小説の文章は全てその手紙に書かれたものだけで構成されている。出てくる登場人物はみんな魅力的で、特に僕は令子が好きだ。あの関西弁がたまらなくいい。
■ラジオデイズ/鈴木清剛/文藝賞受賞作
やりたい事が見つからない主人公と、それを見つけた幼馴染み。ひょんな事から10年振りに二人は再会し、幼馴染みは主人公の部屋に1週間居候する事になる。特に事件が起こるわけでもなく、ただ今までと同じように過ぎていく1週間。やりたい事が見つかるわけでもないし、誰かの夢が叶うわけでもないし、絶望するわけでもない。幼馴染みに彼女を盗られるわけでもない。
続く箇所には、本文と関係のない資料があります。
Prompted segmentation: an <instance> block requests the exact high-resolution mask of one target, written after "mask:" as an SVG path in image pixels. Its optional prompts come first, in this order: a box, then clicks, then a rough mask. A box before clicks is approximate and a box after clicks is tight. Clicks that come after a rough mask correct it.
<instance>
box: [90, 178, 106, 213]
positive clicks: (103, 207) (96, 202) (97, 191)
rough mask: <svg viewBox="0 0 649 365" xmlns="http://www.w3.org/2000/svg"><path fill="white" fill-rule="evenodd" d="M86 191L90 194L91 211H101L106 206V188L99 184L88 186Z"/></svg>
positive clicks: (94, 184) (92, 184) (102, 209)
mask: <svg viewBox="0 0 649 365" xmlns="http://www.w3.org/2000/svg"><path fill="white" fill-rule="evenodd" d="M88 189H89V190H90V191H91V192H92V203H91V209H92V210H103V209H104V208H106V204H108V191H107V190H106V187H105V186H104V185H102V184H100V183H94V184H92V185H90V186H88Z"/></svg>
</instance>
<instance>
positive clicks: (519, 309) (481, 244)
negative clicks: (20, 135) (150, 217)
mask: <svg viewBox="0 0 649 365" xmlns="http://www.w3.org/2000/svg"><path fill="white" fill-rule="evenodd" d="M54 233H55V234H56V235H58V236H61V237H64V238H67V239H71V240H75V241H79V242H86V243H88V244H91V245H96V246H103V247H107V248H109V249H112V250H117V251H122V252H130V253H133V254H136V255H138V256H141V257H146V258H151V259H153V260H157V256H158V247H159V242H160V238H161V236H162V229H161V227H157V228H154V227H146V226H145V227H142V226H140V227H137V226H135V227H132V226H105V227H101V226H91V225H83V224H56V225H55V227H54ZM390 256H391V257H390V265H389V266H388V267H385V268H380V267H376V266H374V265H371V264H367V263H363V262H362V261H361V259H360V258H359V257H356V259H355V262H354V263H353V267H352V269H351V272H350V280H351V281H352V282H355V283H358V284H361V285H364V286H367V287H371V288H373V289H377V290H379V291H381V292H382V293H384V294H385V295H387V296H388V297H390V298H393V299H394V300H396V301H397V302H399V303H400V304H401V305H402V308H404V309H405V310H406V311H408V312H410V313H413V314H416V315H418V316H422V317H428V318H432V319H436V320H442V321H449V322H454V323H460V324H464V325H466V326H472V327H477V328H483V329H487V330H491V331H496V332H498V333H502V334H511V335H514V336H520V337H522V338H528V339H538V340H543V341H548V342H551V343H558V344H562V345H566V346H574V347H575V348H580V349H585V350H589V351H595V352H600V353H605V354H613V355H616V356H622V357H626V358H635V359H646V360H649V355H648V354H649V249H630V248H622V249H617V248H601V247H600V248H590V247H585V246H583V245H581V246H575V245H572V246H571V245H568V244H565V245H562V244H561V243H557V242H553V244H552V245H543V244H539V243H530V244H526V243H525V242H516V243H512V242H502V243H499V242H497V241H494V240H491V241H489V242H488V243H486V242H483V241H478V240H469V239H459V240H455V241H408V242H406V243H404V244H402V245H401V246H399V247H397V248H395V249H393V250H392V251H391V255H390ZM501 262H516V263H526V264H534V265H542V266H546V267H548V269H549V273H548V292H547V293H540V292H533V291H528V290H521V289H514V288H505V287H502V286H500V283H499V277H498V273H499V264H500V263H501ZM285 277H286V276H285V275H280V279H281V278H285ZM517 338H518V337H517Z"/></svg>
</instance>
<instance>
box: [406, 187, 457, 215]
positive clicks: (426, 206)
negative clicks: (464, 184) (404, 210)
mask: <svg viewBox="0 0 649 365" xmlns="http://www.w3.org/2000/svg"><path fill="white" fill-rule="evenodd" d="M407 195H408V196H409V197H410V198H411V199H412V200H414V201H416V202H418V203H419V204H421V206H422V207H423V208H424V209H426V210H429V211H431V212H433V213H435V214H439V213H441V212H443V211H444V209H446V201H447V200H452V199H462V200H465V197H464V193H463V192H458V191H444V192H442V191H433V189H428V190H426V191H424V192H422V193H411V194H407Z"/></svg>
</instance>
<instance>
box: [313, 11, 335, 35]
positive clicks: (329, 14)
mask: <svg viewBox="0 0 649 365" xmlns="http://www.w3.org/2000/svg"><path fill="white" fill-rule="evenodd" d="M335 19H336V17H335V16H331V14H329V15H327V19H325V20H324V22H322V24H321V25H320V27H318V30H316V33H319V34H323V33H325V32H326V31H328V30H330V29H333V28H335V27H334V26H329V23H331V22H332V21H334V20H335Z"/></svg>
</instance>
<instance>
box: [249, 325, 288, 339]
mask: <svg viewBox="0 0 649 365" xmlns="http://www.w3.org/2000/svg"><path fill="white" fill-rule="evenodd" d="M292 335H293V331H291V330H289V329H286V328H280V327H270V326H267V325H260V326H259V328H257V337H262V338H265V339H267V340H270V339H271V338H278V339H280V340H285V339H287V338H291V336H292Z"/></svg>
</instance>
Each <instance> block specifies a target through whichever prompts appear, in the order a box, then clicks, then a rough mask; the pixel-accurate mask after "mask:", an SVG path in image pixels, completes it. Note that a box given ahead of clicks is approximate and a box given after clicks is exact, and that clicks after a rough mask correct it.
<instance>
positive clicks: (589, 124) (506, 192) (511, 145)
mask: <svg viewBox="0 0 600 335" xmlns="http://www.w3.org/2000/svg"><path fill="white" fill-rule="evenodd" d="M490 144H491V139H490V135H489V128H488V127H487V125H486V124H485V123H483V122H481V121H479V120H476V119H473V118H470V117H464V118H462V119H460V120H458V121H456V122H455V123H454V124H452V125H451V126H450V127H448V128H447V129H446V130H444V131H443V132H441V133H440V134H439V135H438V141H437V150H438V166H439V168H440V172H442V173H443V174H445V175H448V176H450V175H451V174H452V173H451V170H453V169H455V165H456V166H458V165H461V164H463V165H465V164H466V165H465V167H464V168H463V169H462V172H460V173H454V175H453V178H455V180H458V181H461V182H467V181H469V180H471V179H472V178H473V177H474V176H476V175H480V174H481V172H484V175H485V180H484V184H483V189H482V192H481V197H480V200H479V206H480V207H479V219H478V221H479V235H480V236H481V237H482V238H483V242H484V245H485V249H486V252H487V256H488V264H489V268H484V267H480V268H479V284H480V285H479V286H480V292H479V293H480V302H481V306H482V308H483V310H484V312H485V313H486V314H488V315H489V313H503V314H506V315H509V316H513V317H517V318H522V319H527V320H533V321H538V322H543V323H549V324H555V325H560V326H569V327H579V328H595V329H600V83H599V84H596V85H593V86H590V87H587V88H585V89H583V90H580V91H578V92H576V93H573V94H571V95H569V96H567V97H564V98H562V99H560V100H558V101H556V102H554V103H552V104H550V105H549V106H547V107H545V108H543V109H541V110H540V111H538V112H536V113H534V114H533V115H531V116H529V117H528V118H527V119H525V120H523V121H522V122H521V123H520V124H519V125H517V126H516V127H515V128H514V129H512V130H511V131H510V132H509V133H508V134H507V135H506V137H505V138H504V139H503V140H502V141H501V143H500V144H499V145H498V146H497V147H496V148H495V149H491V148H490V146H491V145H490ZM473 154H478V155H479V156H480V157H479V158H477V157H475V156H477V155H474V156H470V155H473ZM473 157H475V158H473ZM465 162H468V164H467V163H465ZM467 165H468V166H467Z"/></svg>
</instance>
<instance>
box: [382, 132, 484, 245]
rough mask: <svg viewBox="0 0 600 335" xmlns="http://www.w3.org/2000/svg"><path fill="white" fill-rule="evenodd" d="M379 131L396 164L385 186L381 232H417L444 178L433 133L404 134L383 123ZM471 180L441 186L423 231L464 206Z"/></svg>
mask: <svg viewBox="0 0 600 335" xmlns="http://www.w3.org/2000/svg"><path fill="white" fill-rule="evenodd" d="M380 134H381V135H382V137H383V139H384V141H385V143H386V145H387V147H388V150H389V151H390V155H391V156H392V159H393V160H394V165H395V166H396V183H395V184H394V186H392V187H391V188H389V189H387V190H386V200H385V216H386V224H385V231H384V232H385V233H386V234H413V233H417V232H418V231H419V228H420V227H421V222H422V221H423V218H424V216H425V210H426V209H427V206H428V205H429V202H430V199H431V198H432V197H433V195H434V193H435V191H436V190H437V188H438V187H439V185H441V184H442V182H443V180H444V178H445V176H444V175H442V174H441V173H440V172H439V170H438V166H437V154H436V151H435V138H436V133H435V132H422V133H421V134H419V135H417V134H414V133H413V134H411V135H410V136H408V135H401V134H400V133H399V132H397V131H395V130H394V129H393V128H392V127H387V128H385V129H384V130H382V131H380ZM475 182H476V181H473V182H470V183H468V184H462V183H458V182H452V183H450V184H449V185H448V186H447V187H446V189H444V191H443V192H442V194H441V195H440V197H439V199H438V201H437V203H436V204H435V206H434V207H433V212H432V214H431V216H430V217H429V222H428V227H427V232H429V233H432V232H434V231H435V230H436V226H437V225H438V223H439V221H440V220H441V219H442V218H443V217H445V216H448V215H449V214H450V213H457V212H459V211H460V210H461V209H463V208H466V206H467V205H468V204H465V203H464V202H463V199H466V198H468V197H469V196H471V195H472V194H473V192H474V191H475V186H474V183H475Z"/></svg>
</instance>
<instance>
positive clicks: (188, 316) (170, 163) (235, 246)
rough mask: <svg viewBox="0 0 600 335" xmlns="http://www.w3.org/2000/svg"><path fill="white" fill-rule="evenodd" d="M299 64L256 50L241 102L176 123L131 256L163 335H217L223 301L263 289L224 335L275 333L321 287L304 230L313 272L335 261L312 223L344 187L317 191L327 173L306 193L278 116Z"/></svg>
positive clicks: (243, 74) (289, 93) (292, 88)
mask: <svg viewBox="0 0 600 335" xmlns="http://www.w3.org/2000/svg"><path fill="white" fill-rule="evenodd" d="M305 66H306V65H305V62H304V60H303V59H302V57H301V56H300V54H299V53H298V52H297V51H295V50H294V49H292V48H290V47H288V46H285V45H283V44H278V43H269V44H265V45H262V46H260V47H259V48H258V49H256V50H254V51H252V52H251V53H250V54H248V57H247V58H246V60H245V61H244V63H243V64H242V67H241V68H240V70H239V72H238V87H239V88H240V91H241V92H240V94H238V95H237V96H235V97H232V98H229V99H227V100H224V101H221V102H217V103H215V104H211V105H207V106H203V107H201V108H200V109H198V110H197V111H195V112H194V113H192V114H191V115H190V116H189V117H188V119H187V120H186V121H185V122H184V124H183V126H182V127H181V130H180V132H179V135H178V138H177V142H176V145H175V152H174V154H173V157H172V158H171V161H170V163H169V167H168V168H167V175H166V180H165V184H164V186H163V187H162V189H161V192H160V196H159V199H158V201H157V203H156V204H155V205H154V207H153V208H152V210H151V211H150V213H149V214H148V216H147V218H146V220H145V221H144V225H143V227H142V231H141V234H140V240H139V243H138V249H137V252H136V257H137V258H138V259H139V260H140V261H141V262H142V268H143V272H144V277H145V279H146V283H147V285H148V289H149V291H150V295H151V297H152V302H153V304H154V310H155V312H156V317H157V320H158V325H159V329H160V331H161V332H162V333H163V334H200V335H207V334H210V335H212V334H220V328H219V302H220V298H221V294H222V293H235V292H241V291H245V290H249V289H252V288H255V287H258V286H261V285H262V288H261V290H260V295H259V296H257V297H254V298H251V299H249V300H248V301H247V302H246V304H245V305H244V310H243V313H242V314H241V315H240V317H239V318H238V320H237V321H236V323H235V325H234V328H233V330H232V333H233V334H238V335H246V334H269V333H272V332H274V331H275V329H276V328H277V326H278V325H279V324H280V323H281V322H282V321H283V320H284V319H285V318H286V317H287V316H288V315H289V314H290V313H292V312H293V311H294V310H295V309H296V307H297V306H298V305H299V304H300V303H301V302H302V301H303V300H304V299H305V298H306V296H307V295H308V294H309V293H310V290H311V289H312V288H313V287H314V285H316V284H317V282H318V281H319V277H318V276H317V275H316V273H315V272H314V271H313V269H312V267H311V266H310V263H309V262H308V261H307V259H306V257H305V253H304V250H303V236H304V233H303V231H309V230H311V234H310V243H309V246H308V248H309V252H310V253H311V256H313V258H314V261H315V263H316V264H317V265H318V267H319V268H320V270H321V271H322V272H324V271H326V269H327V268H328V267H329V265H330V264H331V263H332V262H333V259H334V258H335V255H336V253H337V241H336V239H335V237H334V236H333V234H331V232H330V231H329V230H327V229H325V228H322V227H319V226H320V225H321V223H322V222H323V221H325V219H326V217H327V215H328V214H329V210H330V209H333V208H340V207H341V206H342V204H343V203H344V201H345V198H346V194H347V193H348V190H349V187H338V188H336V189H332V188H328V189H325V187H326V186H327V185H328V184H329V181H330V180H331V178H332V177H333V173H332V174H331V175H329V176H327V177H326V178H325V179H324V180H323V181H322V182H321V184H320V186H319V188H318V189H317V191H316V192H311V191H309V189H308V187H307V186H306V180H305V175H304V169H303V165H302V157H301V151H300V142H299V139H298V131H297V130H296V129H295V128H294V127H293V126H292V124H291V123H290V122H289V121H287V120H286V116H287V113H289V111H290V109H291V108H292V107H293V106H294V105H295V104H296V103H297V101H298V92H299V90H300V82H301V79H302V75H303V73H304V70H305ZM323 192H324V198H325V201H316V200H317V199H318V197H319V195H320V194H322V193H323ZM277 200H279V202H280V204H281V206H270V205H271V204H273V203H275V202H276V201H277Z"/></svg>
『作者が描いたのは「フツーの人」だ。そして徹底して「フツー」であるとは、なんと普通ではないことか!』(高橋源一郎談)
僕は近くのパン工場から匂うパンの焼けた香りが好きだ。
■熱帯魚/吉田修一 キーワード参照。
■ロックンロールミシン/鈴木清剛 キーワード参照。